Regards féministes
La série des #MoiAussi
Tous les 6 décembre, depuis quelques années, depuis l’avènement des réseaux sociaux, je mets sur ma page Facebook un statut qui demande : « Où étiez-vous le 6 décembre 1989 ? » Chaque fois, des dizaines d’internautes répondent à la question, décrivant avec précision le lieu où elles et ils se trouvaient, avec qui, quelle a été leur réaction, et puis après, ce que ça a changé…
Le 6 décembre, en fin de journée, je suis rentrée, en pleine tempête de neige, dans l’appartement une pièce que je partageais avec mon ami. La télé était allumée. J’ai regardé les événements se dérouler sur l’écran, écroulée sur le divan. Je n’arrivais pas à y croire. Le lendemain, sur le campus de l’université, j’ai retrouvé mon amie Laurence, qui faisait l’école d’ingénierie. Elle était une des rares filles de sa cohorte. Elle tremblait de colère et de peur.
Laurence a fini par se spécialiser en génie électrique. Elle est devenue codeuse au sein d’une des premières compagnies québécoises d’effets visuels – un milieu de travail majoritairement masculin, taillé pour des hommes célibataires sans enfant et sans contraintes de temps. Laurence n’était pas dans la salle de classe de Polytechnique quand Marc Lépine a tiré. Et ce qu’il a fait ce soir-là ne l’a pas empêchée de continuer, malgré la peur. Elle n’est pas devenue moins féministe, malgré le fait que ce sont les féministes que Lépine visait. Elle est restée féministe, elle s’est battue pour obtenir son diplôme, puis le poste qu’elle convoitait. Mais au bout du compte, elle a fini par quitter un milieu qui, du moins à l’époque, n’était pas fait pour celles qui voulaient concilier travail et care.
Laurence et moi sommes amies depuis l’âge de 14 ans et nous avons toujours été féministes. Nous étions des esprits libres, pour qui les droits des femmes, notre égalité, allaient de soi, tout comme notre liberté de choisir : qui aimer, avec qui coucher, quel travail faire et aussi quel genre de famille créer. Bien sûr, le fossé s’est avéré grand entre nos fantasmes et la réalité. Mais une part des adolescentes que nous étions est restée vivante à l’intérieur des femmes que nous sommes devenues. Maintenant que Laurence habite en France et moi au Québec, nous nous voyons tout au plus une fois par année. Pourtant, c’est chaque fois comme si le temps n’avait pas passé. Nous nous parlons de la même façon, que ce soit devant une bouteille de vin ou en marchant dans un parc. Nous nous faisons le même genre de confidences. Nous sommes restées, quelque part à l’intérieur de nous, les filles d’avant, passionnément amies l’une avec l’autre.

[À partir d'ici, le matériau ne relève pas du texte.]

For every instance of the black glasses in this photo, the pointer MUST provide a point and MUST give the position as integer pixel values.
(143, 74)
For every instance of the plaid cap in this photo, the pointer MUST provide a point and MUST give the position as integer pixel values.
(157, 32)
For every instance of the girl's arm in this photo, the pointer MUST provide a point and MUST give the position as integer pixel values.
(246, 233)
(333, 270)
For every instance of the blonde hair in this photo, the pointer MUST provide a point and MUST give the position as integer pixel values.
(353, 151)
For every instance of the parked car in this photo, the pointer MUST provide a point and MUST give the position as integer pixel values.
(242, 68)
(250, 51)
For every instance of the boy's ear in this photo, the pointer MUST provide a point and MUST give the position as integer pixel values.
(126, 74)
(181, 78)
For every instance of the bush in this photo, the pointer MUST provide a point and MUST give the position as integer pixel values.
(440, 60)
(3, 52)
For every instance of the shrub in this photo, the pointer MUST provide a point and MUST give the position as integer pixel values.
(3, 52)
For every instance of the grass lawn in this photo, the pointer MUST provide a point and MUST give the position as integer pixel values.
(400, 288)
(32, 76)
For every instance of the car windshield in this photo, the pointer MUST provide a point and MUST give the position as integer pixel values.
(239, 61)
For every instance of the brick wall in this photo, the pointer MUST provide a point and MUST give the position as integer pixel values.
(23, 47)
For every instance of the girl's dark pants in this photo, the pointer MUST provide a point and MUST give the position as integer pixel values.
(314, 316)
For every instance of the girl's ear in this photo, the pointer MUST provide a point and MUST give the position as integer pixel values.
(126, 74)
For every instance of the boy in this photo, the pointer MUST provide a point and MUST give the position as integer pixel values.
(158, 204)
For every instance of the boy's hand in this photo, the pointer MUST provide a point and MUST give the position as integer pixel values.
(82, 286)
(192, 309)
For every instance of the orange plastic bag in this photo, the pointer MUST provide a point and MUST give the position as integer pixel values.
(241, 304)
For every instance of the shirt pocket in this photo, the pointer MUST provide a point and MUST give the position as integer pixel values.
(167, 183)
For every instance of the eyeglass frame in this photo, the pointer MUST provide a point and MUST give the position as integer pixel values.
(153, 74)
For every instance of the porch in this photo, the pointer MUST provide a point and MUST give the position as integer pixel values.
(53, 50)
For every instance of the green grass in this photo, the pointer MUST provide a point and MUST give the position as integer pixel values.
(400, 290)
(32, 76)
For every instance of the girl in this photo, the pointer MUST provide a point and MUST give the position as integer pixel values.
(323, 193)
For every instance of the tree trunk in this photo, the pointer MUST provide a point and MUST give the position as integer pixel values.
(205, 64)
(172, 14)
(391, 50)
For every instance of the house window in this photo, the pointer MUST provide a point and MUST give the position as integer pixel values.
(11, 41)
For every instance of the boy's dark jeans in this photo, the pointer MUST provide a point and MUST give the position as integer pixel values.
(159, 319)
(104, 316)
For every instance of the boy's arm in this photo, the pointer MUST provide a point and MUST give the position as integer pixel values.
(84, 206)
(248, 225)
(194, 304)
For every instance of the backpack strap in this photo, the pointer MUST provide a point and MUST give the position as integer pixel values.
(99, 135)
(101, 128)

Quand je pense au 6 décembre 1989, je pense aussi aux amitiés qui ont été tuées. Lépine a assassiné des femmes. Il a cherché à assassiner le féminisme, réussissant en partie dans la mesure où son crime a marqué le début d’un backlash contre le féminisme et les féministes. En isolant les femmes, il a aussi tourné son arme sur la solidarité des femmes entre elles, sur leur amitié. Il a fait de ces femmes une série, sans identité autre que celle qui consiste à être définies comme femmes.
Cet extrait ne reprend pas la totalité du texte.